Cyrus Mistry files appeal in SC; says his family deserved more relief from NCLAT
Mumbai: Less than a month after the Supreme Court stayed an order reinstating him as Tata Sons chairman, Cyrus Mistry has moved the apex court seeking removal of many anomalies in the NCLAT order, saying his family deserved more relief from the tribunal.
Mistry, whose family owns 18.37 per cent stake in Tata Sons, has filed a cross appeal in the court.
Generally, a cross appeal refers to an appeal made against certain facets of a judgement.
On January 25, a three-judge bench headed by Chief Justice Arvind Bobde stayed the National Company Law Appellate Tribunal (NCLAT) order, dated December 18, wherein Mistry was reinstated as Tata Sons chairman. The stay came on an appeal filed by Tata Group.
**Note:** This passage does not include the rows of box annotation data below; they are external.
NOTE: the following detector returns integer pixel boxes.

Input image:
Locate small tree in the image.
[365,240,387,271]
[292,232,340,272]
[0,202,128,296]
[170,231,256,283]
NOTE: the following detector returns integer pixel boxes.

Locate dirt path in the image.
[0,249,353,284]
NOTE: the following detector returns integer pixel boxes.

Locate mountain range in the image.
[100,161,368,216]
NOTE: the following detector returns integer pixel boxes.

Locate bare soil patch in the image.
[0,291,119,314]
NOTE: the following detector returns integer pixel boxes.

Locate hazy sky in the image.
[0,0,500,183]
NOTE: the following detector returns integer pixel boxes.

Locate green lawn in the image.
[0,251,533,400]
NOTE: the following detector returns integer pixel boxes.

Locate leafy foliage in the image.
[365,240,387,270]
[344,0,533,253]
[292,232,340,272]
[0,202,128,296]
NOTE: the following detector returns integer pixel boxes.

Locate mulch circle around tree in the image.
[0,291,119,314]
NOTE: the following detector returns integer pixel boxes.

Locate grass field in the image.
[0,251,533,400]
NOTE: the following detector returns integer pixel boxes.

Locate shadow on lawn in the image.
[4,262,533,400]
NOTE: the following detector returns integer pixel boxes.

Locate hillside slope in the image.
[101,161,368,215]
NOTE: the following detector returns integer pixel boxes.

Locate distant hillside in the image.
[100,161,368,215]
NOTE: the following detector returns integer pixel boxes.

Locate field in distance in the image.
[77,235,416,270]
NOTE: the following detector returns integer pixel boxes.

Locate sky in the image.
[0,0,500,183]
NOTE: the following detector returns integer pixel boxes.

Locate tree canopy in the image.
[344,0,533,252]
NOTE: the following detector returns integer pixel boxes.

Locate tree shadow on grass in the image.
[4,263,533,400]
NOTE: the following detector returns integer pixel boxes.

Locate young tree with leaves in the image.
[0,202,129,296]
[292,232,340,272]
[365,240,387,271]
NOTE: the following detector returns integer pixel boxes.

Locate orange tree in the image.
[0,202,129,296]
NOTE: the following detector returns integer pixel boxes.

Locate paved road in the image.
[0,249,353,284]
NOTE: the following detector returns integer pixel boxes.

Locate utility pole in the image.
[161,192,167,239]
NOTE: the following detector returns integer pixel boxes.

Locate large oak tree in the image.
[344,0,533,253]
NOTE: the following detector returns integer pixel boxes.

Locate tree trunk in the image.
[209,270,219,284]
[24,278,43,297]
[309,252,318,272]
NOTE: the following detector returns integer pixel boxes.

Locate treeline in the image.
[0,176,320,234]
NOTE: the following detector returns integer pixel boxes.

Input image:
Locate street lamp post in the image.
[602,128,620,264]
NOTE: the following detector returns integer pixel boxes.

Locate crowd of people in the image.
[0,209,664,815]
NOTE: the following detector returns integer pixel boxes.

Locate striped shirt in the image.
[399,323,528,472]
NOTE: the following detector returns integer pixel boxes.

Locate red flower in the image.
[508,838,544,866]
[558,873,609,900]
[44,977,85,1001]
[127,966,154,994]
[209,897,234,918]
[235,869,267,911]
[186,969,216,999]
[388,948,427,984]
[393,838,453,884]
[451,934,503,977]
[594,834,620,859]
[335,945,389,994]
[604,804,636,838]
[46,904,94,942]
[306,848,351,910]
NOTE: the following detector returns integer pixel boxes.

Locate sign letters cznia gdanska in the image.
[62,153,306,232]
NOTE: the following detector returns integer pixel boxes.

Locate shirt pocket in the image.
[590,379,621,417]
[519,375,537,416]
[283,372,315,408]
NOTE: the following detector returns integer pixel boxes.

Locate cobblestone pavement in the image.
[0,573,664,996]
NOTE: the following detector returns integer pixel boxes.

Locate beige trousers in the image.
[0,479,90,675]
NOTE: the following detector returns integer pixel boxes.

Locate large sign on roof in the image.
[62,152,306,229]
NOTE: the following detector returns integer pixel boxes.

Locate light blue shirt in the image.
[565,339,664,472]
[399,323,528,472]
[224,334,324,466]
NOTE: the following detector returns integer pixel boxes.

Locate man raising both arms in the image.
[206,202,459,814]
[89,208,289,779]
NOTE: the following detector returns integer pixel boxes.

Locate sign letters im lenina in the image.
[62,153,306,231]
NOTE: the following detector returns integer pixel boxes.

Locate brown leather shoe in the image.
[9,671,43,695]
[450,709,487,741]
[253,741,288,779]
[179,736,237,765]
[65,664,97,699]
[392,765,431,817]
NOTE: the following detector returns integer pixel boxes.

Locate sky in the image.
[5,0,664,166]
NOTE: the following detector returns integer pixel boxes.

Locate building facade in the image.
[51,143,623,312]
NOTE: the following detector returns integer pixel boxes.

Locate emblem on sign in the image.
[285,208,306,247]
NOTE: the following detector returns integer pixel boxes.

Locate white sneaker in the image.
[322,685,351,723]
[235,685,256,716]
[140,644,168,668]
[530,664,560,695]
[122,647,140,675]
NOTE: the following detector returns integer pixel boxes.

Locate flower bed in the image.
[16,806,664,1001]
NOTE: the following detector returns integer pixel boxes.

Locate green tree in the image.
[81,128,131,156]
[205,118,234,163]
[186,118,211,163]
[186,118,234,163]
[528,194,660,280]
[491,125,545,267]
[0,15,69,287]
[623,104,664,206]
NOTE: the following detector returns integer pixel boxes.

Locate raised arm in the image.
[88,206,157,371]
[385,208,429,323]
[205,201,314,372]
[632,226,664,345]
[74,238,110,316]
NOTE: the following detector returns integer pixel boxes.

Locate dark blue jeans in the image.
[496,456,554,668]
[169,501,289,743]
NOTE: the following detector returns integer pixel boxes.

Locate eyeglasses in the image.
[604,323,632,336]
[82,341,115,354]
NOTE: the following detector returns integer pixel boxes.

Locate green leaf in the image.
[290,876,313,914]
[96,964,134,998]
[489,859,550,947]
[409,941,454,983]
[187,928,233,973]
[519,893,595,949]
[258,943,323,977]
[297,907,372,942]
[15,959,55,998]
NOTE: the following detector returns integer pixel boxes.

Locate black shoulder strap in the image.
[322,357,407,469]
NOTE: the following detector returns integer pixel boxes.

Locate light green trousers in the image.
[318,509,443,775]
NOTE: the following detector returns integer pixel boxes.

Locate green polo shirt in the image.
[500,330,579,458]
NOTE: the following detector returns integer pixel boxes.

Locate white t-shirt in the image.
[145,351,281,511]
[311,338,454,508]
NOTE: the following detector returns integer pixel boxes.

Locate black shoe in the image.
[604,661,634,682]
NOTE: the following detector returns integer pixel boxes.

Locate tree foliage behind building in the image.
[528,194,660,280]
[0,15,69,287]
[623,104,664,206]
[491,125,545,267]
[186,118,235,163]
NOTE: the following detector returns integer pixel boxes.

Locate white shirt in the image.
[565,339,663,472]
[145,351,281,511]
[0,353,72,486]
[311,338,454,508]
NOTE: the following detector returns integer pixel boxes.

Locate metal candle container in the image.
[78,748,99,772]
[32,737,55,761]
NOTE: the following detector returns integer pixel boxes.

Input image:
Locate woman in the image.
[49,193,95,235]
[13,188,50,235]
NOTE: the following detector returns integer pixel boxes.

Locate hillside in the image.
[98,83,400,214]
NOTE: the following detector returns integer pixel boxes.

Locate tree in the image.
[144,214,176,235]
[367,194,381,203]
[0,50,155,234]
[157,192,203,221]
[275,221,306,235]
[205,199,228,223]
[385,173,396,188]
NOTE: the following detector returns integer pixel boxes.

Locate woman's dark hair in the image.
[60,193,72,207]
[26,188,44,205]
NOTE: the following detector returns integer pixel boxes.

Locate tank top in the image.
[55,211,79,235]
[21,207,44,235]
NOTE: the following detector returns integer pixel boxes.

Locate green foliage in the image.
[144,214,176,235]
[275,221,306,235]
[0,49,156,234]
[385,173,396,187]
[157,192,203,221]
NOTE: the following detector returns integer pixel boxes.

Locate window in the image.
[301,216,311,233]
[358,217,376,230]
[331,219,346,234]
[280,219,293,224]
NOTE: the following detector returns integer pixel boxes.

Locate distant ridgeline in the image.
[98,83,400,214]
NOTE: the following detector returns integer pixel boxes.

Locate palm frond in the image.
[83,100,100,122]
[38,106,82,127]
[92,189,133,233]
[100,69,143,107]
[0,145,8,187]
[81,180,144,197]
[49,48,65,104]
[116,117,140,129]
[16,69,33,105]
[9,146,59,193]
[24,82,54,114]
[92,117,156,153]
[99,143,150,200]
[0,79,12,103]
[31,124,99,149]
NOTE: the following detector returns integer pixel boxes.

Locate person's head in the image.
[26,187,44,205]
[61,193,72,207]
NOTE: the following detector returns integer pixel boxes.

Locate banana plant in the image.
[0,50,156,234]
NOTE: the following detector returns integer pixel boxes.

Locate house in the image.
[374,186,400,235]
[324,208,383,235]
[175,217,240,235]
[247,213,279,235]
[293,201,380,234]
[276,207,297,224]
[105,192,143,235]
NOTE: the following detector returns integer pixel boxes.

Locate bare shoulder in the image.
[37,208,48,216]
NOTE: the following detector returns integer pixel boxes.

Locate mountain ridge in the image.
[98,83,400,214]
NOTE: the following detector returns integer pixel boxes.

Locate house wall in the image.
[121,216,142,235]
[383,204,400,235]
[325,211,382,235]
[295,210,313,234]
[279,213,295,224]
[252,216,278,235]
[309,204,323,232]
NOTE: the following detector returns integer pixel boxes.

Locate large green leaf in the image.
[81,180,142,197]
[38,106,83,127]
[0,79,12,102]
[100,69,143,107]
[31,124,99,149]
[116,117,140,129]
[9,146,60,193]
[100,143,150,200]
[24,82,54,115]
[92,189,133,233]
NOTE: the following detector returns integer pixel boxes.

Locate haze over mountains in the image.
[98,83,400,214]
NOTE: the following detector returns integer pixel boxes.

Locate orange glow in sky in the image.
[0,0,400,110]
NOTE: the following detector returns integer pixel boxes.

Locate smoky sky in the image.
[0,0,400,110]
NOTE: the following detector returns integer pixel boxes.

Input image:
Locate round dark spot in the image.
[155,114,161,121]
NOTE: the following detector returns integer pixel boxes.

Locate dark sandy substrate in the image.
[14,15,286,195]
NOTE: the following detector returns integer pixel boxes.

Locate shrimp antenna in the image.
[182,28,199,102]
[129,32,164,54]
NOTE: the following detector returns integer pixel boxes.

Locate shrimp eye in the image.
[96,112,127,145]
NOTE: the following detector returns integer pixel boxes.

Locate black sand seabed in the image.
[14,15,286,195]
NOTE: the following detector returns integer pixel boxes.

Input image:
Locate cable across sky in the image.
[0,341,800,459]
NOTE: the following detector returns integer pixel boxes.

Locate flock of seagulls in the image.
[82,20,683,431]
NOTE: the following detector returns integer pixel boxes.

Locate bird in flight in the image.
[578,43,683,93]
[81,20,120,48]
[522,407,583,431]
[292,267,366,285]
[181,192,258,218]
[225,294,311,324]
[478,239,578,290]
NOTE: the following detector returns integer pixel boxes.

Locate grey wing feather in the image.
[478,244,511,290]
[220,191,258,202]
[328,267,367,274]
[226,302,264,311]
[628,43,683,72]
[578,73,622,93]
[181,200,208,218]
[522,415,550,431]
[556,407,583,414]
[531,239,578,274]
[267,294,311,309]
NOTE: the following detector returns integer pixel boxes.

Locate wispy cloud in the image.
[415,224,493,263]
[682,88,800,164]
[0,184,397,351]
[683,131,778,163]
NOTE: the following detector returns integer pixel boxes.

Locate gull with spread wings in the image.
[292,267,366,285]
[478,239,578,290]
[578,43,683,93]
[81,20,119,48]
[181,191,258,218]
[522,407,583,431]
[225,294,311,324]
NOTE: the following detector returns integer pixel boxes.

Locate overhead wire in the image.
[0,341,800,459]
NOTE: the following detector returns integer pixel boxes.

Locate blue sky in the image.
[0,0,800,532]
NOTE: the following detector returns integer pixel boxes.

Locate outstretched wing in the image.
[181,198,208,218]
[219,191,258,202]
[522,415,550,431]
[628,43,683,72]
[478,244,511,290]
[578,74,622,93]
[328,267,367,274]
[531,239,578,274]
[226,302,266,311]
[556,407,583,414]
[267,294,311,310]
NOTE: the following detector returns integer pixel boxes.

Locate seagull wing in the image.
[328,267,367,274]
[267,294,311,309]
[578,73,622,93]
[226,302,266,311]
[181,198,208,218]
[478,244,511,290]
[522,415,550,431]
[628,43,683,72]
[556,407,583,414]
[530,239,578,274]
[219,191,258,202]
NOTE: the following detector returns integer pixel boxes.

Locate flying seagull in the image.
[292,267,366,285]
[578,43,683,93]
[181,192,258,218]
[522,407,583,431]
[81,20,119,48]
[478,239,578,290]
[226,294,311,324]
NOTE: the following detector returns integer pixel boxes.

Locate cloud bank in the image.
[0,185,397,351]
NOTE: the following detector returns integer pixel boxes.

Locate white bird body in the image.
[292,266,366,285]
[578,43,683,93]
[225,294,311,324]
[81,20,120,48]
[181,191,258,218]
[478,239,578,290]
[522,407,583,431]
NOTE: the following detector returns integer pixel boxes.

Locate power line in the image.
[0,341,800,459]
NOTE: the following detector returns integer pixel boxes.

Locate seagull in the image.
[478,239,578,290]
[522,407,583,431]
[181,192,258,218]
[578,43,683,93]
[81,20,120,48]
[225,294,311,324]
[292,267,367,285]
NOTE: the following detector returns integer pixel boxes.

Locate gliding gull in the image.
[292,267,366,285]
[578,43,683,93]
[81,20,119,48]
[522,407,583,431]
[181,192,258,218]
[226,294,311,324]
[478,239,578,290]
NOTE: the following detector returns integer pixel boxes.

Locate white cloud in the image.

In the petition, Mistry has described the group's relationship with Tatas as "a quasi-partnership relationship of a vintage of over 60 years, holding 18.37 per cent in the equity share capital of Tata Sons and whose stake is now worth over Rs 1.5 lakh crore".
According to the petition, which has been accessed by PTI, the Mistry camp has sought remedies for many anomalies in the NCLAT order, including about not looking at alleged oppression of minority shareholders as well as converting Tata Sons into a private limited company as a post-facto move.
The conversion happened after Mistry was removed as chairman on October 24, 2016.
As per the petition, filed on February 14, the tribunal order clearly and unequivocally found the prejudicial conduct by Tata Sons, but failed to provide certain important reliefs that would have put an end to the oppressive conduct of the majority shareholder.
Reinstating Mistry as the chairman, NCLAT had also termed the action of the Registrar of Companies to allow conversion of Tata Sons into a private limited company illegal.
After the tribunal's ruling, Mistry had said that he was not interested in any executive position at the Tatas but wants only to uphold corporate governance norms and also protect his family's investment in the Tatas.
The 45-page petition, filed before the Supreme Court on February 14, said the tribunal, after reviewing voluminous records, has clearly found the prejudicial conduct by Tata Sons.
However, the tribunal "has erred in not granting vital reliefs, including proportionate representation on the board of Tata Sons, and striking down of certain provisions in the articles of association, which were the tools of oppression that enabled prejudicial conduct by the majority shareholder," it said.
The petition also contended that the tribunal erroneously said it did not have the powers to alter the Articles of Association even though it had correctly recorded that the relationship between the Tatas and the Mistry family was in the nature of a "quasi-partnership".
The petition is to secure deletion of certain specific provisions in the Articles of Association (AoA) of Tata Sons, clearly permitted by the special provisions dealing with oppression of minority shareholders under the companies law.